Another interesting example which clearly reveals Washington’s preferences for internal military control throughout Latin America isthe case of Honduras. The illegal military coup in June of 2009 was supported by the Obama administration despite having recognized it as unconstitutional and illegitimate, according to WikiLeaks diplomatic cables. The military basically kidnapped the President and forcibly removed him from power probably in the interest of a few rich thugs. What followed were a whole host of human rights violations – including 3,000 people killed in Honduras including journalists, lawyers, and leaders of popular organizations – most of which were never investigated.
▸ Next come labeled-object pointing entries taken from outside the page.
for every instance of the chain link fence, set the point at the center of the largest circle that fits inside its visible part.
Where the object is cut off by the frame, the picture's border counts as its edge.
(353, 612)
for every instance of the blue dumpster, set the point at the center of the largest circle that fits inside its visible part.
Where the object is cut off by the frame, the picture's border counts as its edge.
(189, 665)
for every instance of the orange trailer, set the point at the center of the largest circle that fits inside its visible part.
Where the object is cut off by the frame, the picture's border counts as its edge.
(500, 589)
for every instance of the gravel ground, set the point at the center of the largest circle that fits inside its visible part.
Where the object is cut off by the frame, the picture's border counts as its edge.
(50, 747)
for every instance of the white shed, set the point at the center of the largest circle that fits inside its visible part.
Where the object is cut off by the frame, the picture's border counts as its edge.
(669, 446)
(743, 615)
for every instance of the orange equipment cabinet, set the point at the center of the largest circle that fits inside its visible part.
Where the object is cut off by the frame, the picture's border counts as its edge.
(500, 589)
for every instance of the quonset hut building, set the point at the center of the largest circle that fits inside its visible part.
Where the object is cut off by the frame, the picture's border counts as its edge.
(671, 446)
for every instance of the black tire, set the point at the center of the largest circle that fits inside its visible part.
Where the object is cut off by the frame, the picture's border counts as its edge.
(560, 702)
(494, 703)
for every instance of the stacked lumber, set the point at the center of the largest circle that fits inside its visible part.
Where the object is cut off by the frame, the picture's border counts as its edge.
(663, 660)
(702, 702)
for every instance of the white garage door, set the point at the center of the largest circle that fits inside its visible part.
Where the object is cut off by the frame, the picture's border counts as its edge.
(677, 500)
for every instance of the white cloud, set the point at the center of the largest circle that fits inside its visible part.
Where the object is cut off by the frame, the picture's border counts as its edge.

Nevertheless, Obama administration had “representatives from the U.S. Department of State [meet] with de facto president Porfirio Lobo Sosa to convene a working group in charge of the implementation of the Merida Initiative/CARSI.” A nice little anecdote to illustrate who Washington wants to reign over “the backyard” and why.

Latin America Beware: The Imperial Pretext Is Changing

During the Cold War, the pretext for reigning terror down upon the masses in Central and South America through U.S. imperialism was the creeping communist threat. This was used as a justification for our 1954 overthrow of Guatemala’s democratically elected government of Jacobo Arbenz, implementing a systematic campaign of political assassinations, arming murderous right-wing militias there for decades, etc. Of course, the same commie justification held for the CIA-orchestrated coup to oust the democratically elected government of Salvador Allende in Chile and installing the repressive dictatorship of General Pinochet. The elusive Soviet threat was also the pretext for Reagan’s terror war in Nicaragua and El Salvador. You get the picture.

After the wall fell, the pretext became the drug war and terrorism. Bush I invaded Panama with the justification of capturing a minor thug Manuel Noriega (previously on CIA payroll), violent militias were continually funded to fight the drug war (like now), Clinton and Plan Colombia which continues to now, Bush II attempted a coup against Hugo Chavez because apparently he was ‘against us’ as opposed to ‘with us,’ etc.

Apparently the pretext for U.S. domination of Latin America is set to change yet again. Amy Myers Jaffe’s piece in Foreign Policy doesn’t mention anything about U.S. intervention, but she intelligently predicts that the energy “center of the world” so to speak will shift to the Americas, instead of staying in the Middle East.

For half a century, the global energy supply’s center of gravity has been the Middle East. This fact has had self-evidently enormous implications for the world we live in — and it’s about to change.

By the 2020s, the capital of energy will likely have shifted back to the Western Hemisphere, where it was prior to the ascendancy of Middle Eastern megasuppliers such as Saudi Arabia and Kuwait in the 1960s.

She writes the “reasons for this shift are partly technological and partly political,” but oil and natural gas are likely to frame the geopolitical understanding of the Americas in the coming years. That will attract the attention of the U.S. who has been trying to exploit and command the whole region since 1823 with the Monroe Doctrine. If she’s right, and if Latin America’s recent moves towards strong independence movements doesn’t continue to resist the weight of U.S. pressure, we may be looking at a whole new pretext for a whole new set of ugly wars and interventions south of the border.